Sure, but only if the proposal is compelling enough.

Let’s think about this in reverse, starting from the reader’s perspective.

At the very end of the book-chain is a reader. They will decide to buy or check out a book based on everything except for reading the book. The title, author, product description, reviews, recommendations, even the cover design will entice someone to pick up a book.

 Readers buy a promise, a solution to a problem, a unique experience or a key to unlock something within them.

Before the reader is the place to obtain the book. While Amazon sells anything, the majority of the bookselling and lending world (retail and libraries) decided to stock a book based on the author, title, product description, author sales or rental history, reviews and even the cover design. They never read the book before they carry it. And most will not read it afterward. (Good luck selling anything on Amazon without a good product description.)

Before this, the publisher will agree to publish a book, with the first step being a proposal from an agent or author. In many cases, the full book is not yet written.

By the way, one reason traditional publishers take so long to publish a book is they want to make certain the manuscript they get from an author matches the proposal they agreed to buy. Often enough to cause hesitation, authors will write a different book than the one contracted, sometimes mildly different, but sometimes an entirely different approach or subject. (It can also be an issue of the quality in the original sample chapters not carried throughout.)

With agents, the proposal is even more important. Agents look at hundreds and thousands of proposals and need to make a decision quickly whether to spend more time reading the actual book chapters. Only if the proposal caught their attention and motivated them to read further will agents take a next step.

This agency blog often speaks to the elements of a good proposal and also what makes up a poor one, which receives a quick decline. Still, many authors downplay the importance of the proposal and just want an agent to read their book instead.

It won’t happen.

Authors need to give away the book (figuratively speaking) to gain an agent’s interest. In the same way, agents give away the book to publishers and publishers give away the book to retailers.

Only with readers can you get creative and not give the entire story away. They need to be intrigued enough to use their own money to purchase it. Readers don’t need to know whodunit. The journey is the fun part for them.

But everyone before the reader needs to be handed the entire story, with no mystery or hesitation, described succinctly and quickly on a silver platter:

“The gardener was the killer with the rolling pin in the pantry.”

“The five key elements for a happy life are…”

Not every book is read, but every proposal is, which makes it the most important part of the book whether you are on your twentieth book or just starting out.
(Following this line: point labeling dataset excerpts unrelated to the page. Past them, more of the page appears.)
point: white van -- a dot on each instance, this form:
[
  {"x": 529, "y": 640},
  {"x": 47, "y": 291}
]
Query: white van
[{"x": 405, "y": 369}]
11 Responses to Books are Sold with Proposals

  1. Rebekah Dorris June 20, 2017 at 6:44 am #

    This is the best motivation for spit-shining proposals I’ve ever read. Thanks.

  2. Carol Ashby June 20, 2017 at 7:10 am #

    Dan, even as an indie, I find it very valuable to draft and refine many parts of what your agency asks for in a proposal: promo sentence (tagline), back-cover copy (these two go in the back of my published books to intrigue someone who just read and liked the published one), sales handle, single-sentence summary of the novel’s purpose, protagonists quest and what’s at stake, take-away value of the story (these are useful when someone asks you to describe your book), 1-page synopsis (this is great to share with your cover designer!), potential reader profile, comparative titles that would appeal to your potential readers, and how you plan to market.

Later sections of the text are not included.